CleanMyBed treats a mattress in two steps, and they do two different jobs.

Step one: deep extraction. We work over the mattress with a powerful commercial vacuum that pulls the loose material, dust, dead skin, and the allergen-carrying debris, up and out of the surface. The important detail is what happens to it next. Our machine uses sealed, hospital-grade (HEPA) filtration, which means the fine allergen particles are captured and held inside the unit rather than blown back out into your bedroom air. That distinction is everything: an ordinary household vacuum can actually stir allergens up and make the air briefly worse. Strong suction with proper filtration removes and traps them instead.

Step two: UV-C sanitising light. Once the surface is clean, we pass a high-powered ultraviolet-C light closely over it. UV-C is the same germicidal light used in hospitals and water treatment to kill bacteria and viruses. At the strength and closeness we use it, it sanitises the mattress surface, dealing with bacteria and the great majority of viruses sitting on it.

The order is deliberate. You clean first, then sanitise, exactly as a hospital would. Clearing the dust away first means the light reaches the surface properly instead of being blocked by a layer of debris.

What it can do, and what it can't

This is the part a lot of mattress-cleaning marketing glosses over.
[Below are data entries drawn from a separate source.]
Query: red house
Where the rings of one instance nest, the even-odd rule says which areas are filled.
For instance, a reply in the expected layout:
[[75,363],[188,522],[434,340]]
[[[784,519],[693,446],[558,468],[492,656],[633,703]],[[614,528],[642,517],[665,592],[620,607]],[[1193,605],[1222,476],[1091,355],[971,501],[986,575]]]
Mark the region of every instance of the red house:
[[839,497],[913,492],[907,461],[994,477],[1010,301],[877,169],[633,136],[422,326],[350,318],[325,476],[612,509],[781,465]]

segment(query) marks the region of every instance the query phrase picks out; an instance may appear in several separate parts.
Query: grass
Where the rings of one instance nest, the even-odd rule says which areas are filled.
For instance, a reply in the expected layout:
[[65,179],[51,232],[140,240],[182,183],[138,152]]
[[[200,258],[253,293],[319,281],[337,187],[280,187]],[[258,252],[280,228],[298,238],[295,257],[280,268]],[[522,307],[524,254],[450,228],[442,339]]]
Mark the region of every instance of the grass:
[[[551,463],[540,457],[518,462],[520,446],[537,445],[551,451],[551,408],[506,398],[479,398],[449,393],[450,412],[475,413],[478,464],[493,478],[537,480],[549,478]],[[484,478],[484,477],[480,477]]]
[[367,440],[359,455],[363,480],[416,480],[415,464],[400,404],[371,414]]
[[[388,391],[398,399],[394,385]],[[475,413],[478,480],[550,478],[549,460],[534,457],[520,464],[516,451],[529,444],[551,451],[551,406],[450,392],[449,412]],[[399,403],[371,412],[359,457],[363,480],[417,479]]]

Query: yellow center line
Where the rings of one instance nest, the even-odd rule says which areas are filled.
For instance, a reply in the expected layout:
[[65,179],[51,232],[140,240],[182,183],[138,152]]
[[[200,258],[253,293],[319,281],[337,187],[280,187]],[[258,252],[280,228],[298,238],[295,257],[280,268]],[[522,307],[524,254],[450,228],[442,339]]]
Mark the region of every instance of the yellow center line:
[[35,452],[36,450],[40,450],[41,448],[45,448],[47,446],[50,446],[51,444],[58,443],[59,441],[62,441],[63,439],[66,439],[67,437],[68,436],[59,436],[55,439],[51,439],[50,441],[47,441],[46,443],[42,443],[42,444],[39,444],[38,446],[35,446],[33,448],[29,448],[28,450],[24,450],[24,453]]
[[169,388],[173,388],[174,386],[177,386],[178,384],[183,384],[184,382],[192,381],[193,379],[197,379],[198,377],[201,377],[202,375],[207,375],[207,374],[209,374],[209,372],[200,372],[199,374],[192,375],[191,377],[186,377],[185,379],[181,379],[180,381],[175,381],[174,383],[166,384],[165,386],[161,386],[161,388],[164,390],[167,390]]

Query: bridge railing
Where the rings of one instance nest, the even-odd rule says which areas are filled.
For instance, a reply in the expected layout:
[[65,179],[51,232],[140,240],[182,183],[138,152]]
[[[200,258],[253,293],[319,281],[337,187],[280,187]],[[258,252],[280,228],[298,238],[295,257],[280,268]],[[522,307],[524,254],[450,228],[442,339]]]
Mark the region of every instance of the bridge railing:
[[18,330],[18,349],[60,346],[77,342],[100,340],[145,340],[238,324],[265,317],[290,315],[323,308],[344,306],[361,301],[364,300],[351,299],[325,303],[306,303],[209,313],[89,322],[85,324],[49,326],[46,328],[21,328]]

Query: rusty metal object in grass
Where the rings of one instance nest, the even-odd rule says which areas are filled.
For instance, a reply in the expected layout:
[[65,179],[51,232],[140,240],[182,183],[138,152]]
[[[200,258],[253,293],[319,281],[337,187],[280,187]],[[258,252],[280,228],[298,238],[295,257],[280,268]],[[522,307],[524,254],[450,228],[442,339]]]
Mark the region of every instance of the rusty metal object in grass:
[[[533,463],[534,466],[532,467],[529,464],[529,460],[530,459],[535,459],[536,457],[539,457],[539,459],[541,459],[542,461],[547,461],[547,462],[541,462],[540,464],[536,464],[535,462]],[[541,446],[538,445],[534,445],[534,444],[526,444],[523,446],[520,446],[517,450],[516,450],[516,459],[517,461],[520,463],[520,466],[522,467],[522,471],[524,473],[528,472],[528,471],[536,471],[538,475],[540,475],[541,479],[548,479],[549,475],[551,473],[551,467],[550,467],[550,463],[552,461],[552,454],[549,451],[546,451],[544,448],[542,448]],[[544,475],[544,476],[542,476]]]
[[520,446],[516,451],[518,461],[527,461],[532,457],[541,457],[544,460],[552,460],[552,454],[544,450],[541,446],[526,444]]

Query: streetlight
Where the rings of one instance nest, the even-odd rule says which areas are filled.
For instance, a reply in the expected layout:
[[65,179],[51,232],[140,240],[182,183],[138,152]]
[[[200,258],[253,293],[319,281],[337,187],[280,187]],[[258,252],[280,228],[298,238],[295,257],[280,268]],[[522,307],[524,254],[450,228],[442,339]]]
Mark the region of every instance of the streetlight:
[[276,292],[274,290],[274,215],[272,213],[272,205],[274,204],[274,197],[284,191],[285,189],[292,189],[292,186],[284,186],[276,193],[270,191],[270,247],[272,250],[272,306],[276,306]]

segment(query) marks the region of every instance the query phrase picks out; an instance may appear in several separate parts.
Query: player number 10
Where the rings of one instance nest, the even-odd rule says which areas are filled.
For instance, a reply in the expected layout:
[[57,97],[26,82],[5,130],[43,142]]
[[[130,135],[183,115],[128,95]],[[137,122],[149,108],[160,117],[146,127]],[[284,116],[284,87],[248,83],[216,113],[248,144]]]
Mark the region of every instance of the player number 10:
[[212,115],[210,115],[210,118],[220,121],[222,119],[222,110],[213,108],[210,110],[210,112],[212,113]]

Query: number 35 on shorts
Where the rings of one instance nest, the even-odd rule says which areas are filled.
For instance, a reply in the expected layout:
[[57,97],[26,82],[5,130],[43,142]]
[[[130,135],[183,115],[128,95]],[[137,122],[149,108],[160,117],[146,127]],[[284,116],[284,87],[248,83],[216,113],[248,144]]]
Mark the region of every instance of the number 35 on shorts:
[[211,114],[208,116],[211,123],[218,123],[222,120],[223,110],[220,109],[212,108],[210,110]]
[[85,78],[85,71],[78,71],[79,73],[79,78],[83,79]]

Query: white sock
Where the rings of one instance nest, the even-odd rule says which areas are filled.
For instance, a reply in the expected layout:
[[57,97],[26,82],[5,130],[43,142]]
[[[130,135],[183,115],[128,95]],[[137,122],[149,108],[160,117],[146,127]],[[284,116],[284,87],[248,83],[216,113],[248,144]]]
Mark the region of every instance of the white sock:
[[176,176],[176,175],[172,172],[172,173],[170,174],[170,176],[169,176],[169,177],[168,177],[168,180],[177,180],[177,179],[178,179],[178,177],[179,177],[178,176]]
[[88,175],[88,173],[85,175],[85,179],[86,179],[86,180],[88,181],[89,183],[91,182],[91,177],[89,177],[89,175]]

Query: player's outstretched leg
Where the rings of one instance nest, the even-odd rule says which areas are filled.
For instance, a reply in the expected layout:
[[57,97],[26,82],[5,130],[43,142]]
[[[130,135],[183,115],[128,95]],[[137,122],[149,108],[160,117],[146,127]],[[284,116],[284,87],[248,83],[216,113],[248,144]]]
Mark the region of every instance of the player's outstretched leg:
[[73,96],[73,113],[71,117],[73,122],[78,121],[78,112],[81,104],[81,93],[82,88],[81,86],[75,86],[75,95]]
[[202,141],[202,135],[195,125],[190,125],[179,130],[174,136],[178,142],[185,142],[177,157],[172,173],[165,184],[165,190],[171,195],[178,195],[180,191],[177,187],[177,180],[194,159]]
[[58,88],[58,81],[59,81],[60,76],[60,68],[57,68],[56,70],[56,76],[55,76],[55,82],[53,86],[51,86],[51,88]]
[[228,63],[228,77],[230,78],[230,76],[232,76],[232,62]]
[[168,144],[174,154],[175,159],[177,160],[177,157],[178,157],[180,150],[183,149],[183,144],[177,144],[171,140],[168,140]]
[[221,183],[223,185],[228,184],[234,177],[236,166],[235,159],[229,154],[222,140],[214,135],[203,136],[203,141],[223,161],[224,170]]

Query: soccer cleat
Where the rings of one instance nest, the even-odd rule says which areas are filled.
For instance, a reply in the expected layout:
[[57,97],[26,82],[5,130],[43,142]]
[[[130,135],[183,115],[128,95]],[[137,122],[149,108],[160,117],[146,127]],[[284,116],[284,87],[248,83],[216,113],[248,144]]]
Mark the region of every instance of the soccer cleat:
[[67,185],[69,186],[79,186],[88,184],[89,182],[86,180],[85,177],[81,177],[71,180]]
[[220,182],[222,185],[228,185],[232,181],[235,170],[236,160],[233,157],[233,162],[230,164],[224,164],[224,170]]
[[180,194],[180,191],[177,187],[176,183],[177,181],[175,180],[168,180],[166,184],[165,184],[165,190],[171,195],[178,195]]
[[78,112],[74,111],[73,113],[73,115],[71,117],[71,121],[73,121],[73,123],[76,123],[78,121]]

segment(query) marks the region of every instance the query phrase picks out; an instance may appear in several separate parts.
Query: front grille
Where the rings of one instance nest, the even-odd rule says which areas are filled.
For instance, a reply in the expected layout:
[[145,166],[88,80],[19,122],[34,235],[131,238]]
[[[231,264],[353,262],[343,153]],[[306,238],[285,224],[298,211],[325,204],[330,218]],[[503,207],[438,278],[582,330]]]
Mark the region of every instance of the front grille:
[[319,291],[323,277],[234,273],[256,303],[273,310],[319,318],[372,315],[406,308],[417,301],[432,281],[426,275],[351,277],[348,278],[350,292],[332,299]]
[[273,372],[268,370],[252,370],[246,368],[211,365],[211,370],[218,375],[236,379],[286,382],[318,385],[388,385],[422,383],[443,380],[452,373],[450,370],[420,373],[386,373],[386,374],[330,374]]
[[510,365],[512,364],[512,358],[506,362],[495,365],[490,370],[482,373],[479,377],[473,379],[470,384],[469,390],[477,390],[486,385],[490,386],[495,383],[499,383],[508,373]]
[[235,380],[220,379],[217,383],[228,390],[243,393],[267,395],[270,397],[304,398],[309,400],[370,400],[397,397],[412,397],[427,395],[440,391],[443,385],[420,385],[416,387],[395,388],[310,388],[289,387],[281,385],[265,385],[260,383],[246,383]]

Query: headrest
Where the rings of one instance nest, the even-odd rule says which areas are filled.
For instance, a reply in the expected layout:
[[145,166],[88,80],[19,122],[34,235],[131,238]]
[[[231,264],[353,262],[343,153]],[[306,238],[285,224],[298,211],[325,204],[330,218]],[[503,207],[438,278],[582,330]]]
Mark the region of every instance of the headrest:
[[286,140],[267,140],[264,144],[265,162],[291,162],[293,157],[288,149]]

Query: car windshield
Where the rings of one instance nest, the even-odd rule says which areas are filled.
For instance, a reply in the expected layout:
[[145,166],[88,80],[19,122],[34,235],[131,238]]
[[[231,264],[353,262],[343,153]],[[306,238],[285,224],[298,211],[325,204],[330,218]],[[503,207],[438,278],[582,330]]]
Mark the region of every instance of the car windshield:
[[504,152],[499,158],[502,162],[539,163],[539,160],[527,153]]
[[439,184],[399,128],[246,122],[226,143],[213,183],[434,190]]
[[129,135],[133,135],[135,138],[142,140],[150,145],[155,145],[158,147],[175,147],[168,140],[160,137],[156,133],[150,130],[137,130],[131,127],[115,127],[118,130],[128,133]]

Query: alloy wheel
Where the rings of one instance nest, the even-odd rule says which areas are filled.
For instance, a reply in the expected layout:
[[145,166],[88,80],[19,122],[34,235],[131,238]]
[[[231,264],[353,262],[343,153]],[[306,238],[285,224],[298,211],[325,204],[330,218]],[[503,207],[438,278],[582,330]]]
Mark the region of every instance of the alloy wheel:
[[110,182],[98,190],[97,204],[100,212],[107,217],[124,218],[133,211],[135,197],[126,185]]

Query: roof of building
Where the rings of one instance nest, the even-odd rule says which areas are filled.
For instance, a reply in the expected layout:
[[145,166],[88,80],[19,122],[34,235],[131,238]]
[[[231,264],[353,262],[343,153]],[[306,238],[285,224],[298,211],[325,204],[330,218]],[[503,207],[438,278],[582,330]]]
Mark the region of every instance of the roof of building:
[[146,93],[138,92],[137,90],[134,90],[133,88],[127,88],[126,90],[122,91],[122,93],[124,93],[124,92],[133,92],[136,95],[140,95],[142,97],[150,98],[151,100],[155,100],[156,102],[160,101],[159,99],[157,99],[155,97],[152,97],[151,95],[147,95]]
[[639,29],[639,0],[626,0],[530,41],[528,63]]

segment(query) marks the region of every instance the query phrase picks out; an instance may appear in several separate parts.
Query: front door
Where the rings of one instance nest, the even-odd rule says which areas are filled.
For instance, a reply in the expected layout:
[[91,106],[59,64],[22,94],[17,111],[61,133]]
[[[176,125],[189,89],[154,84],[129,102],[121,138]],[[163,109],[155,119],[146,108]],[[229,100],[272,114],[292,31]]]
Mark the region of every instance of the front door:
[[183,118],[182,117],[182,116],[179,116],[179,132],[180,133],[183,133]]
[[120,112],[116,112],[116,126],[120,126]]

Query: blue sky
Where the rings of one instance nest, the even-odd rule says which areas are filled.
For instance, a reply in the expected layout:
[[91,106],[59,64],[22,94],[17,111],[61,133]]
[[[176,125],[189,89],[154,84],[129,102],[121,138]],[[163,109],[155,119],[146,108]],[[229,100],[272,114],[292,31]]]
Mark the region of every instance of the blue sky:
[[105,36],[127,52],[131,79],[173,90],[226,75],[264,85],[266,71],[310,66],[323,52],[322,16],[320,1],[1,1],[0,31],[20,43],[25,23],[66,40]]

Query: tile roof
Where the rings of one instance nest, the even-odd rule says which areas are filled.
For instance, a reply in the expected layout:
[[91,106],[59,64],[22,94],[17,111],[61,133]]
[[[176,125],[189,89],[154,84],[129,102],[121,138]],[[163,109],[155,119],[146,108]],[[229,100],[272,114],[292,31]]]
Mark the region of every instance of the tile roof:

What the process does: it removes a large proportion of the allergen reservoir sitting in and on the surface of your mattress, traps it rather than spreading it, and sanitises the surface against bacteria and most viruses. Independent research on this kind of thorough, repeated cleaning shows the dust-mite allergen load can be cut substantially.

What it doesn't do: it can't reach what's buried deep inside the mattress. UV-C light works on surfaces it can actually touch, it doesn't pass down through the fabric and fill. And no surface treatment removes every living mite, because mites cling tightly to the fibres. So we don't claim to sterilise the inside of your mattress or to make it permanently mite-free. Anyone who promises that is overselling.

What we can honestly say is that we substantially reduce what's accessible, the material on and near the surface that you're actually breathing in while you sleep, and we do it without spreading it around your room.

Why it's not a one-off

This is the single most important thing to understand, and it's why we treat mattress cleaning as a maintenance service rather than a one-time fix.

The reservoir rebuilds. Mites complete a full life cycle in about a month, and in warm, humid conditions a population can bounce back within weeks. You keep shedding skin every night, fresh food supply, and, as mentioned, the allergen itself doesn't decay. So however good a single clean is, the load starts climbing again afterwards.

That leads to a simple rule of thumb:

  • Doing it more often is better. The deepest reductions in the research come from frequent cleaning.
  • Every three to four months is a sensible rhythm for most homes, often enough to keep the build-up in check without being excessive. If your home is warm and humid, or someone in the house has allergies or asthma, more often is worthwhile.
  • Even once a year is far better than never. Because the allergen otherwise just accumulates year after year, a single annual clean resets that build-up and stops it compounding. It won't keep levels low all year round the way regular servicing does, but it's a genuine, meaningful difference.

There's no point at which cleaning stops being worth it. More often simply means a lower average amount of allergen around you while you sleep.

The bottom line

Your mattress is the one thing you use every single night and almost never clean. What collects in it, allergen-laden dust-mite debris, dead skin, surface bacteria, is invisible, accumulates over years, and is linked to the kind of allergy and sleep symptoms that are easy to ignore and easy to blame on something else.

A proper two-step clean removes and traps a large share of that surface reservoir and sanitises what's left on top. It isn't magic, it doesn't sterilise the inside, and it works best as a regular habit rather than a one-off rescue. But done properly and repeated on a sensible schedule, it meaningfully changes what you're sleeping on.

The science behind every claim here, the filtration standards, the UV-C doses, and the research on allergen reduction, is set out in full in our technical reference papers, available for anyone who wants to look under the bonnet.